LLM-hRIC: LLM-empowered Hierarchical RAN Intelligent Control for O-RAN
This addresses challenges in O-RAN for telecommunications by enhancing RIC cooperation, though it appears incremental as it builds on existing LLM and ML techniques.
The paper tackles the problem of insufficient cooperation and high computational demands in O-RAN by introducing the LLM-hRIC framework, which uses an LLM-empowered non-real-time RIC to guide an RL-empowered near-real-time RIC, improving collaboration in an integrated access and backhaul network setting.

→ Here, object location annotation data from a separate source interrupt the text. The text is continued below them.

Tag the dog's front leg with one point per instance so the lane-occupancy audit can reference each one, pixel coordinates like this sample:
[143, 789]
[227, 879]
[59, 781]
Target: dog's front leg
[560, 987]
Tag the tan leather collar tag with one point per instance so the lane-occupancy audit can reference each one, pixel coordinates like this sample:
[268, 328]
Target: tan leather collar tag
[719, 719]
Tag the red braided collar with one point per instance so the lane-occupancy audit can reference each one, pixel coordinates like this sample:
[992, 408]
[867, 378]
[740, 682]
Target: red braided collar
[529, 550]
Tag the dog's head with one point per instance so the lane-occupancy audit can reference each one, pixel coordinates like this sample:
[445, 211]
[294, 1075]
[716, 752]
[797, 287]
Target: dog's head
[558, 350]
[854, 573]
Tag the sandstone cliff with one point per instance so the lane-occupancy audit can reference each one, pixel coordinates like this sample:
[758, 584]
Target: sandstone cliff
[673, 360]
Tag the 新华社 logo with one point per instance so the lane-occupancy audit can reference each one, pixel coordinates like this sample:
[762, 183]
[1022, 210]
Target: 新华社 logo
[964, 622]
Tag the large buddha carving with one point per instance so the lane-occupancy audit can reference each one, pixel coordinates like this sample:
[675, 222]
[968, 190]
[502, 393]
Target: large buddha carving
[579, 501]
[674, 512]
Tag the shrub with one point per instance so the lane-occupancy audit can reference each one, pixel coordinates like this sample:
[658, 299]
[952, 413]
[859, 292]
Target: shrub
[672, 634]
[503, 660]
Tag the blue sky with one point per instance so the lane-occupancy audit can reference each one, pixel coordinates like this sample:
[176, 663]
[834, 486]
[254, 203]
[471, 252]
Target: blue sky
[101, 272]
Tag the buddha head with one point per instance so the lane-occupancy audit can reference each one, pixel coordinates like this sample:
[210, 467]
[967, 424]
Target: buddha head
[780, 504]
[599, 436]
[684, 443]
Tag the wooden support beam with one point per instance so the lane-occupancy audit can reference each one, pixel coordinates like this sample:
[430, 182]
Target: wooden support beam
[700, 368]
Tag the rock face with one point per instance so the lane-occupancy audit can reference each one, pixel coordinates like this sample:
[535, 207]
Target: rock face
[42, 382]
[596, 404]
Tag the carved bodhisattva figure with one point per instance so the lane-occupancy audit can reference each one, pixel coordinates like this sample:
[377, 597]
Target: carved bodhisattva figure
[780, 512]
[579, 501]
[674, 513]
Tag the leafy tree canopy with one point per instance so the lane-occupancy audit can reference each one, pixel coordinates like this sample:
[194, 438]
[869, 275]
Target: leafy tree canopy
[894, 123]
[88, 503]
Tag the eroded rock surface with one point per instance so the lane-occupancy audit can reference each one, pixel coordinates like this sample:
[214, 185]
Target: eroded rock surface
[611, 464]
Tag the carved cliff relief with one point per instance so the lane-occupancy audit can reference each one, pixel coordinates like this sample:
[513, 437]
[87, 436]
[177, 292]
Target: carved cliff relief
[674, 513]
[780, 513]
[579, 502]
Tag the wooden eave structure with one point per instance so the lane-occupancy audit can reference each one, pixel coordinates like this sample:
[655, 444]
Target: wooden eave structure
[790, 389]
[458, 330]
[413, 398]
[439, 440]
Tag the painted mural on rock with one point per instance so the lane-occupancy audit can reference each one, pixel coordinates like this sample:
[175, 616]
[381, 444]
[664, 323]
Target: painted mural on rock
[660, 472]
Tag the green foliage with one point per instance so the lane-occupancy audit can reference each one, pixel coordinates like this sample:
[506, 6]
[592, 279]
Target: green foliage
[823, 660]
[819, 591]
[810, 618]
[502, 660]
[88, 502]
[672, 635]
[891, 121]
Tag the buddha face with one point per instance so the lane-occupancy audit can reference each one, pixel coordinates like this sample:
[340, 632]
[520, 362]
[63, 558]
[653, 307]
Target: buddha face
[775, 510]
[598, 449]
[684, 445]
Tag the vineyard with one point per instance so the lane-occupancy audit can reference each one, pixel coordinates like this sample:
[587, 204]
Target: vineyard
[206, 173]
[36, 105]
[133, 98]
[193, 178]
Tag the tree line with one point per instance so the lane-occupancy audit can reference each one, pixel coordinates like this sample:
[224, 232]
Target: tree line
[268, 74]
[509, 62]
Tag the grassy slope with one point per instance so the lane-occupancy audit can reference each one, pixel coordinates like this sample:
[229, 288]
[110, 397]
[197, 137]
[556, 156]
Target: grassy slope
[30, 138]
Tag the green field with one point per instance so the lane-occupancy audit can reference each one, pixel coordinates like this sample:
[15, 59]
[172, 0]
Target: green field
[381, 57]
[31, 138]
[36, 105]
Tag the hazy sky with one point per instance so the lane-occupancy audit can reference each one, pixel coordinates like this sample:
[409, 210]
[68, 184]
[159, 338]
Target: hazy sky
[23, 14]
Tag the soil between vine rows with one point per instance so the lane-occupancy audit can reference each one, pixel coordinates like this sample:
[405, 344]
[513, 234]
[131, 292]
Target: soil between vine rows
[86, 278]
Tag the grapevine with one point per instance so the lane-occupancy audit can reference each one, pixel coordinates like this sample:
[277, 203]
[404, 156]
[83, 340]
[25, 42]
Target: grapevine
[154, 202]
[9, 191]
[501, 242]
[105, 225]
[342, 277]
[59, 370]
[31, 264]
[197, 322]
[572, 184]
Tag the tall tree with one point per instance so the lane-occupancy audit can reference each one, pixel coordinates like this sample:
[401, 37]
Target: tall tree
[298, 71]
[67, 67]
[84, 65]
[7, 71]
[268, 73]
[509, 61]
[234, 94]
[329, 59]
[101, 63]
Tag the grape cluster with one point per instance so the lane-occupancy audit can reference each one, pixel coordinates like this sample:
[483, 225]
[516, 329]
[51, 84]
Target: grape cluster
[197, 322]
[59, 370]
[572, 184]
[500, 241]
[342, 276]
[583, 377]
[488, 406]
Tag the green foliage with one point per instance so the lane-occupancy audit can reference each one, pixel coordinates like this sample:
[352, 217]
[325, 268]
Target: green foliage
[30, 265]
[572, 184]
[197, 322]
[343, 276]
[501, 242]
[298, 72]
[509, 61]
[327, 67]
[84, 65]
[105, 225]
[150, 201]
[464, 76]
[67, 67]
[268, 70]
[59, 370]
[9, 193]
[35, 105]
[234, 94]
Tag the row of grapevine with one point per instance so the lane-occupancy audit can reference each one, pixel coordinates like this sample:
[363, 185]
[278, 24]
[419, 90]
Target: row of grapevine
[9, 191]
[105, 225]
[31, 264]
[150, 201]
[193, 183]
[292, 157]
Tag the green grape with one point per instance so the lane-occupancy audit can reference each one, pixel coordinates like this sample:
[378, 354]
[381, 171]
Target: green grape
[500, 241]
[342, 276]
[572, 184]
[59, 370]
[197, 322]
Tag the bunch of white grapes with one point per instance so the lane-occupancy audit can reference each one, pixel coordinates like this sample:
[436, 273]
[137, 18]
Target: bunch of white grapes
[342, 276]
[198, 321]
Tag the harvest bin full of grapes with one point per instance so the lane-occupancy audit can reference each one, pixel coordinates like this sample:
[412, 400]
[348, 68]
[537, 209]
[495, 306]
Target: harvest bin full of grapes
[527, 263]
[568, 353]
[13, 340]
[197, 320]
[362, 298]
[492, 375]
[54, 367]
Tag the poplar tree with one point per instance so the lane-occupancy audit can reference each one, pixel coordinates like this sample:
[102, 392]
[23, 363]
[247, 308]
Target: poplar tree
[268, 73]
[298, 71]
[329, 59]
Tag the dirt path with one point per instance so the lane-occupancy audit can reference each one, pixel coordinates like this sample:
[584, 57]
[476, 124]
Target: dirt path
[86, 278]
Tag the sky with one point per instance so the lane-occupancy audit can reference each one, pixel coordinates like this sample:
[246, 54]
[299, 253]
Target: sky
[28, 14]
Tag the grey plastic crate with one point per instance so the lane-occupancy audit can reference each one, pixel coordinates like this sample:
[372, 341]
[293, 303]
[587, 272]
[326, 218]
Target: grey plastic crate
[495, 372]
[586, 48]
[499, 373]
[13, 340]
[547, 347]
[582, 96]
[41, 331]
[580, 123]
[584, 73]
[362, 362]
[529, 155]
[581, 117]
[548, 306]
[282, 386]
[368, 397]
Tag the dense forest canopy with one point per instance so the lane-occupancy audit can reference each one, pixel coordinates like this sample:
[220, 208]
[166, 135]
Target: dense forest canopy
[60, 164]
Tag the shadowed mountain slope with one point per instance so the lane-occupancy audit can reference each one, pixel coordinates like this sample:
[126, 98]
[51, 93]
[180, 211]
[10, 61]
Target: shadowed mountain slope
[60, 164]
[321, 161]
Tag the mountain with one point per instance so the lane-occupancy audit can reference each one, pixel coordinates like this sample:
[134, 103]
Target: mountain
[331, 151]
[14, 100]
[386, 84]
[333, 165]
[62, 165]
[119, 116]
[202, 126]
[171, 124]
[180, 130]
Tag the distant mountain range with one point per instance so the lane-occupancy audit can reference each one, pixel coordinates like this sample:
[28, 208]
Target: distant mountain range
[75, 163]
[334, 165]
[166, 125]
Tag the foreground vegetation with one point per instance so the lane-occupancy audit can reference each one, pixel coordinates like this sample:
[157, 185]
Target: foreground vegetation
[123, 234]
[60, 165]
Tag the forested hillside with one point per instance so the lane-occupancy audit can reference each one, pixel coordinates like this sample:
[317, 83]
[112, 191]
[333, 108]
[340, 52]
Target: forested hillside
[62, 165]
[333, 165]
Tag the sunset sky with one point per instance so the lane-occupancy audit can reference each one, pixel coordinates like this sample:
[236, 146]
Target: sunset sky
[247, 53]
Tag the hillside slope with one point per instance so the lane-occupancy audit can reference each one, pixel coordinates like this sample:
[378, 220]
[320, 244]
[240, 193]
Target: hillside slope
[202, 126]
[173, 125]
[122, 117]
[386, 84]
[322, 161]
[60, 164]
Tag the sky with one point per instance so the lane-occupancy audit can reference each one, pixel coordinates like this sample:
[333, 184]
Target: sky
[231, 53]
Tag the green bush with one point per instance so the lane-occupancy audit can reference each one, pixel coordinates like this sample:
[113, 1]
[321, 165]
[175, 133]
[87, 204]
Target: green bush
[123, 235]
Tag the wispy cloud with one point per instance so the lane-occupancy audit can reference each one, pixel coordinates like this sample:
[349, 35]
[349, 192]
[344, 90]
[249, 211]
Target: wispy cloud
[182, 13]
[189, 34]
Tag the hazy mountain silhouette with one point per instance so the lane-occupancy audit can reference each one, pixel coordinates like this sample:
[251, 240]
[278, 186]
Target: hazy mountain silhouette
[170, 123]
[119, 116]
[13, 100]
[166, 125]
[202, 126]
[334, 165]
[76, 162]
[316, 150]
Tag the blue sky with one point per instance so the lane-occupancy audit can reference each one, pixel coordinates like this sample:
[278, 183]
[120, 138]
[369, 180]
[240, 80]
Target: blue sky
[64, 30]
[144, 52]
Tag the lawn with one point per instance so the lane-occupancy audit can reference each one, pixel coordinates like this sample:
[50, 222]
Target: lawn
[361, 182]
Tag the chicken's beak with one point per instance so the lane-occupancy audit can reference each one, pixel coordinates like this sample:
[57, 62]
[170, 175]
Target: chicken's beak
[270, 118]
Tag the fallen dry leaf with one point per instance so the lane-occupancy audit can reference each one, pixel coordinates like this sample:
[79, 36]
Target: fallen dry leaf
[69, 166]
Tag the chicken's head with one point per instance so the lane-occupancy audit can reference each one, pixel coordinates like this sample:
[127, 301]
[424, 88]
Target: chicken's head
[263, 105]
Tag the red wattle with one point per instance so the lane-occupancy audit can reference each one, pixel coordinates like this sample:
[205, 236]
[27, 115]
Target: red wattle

Despite recent advances in applying large language models (LLMs) and machine learning (ML) techniques to open radio access network (O-RAN), critical challenges remain, such as insufficient cooperation between radio access network (RAN) intelligent controllers (RICs), high computational demands hindering real-time decisions, and the lack of domain-specific finetuning. Therefore, this article introduces the LLM-empowered hierarchical RIC (LLM-hRIC) framework to improve the collaboration between RICs in O-RAN. The LLM-empowered non-real-time RIC (non-RT RIC) acts as a guider, offering a strategic guidance to the near-real-time RIC (near-RT RIC) using global network information. The RL-empowered near-RT RIC acts as an implementer, combining this guidance with local real-time data to make near-RT decisions. We evaluate the feasibility and performance of the LLM-hRIC framework in an integrated access and backhaul (IAB) network setting, and finally, discuss the open challenges of the LLM-hRIC framework for O-RAN.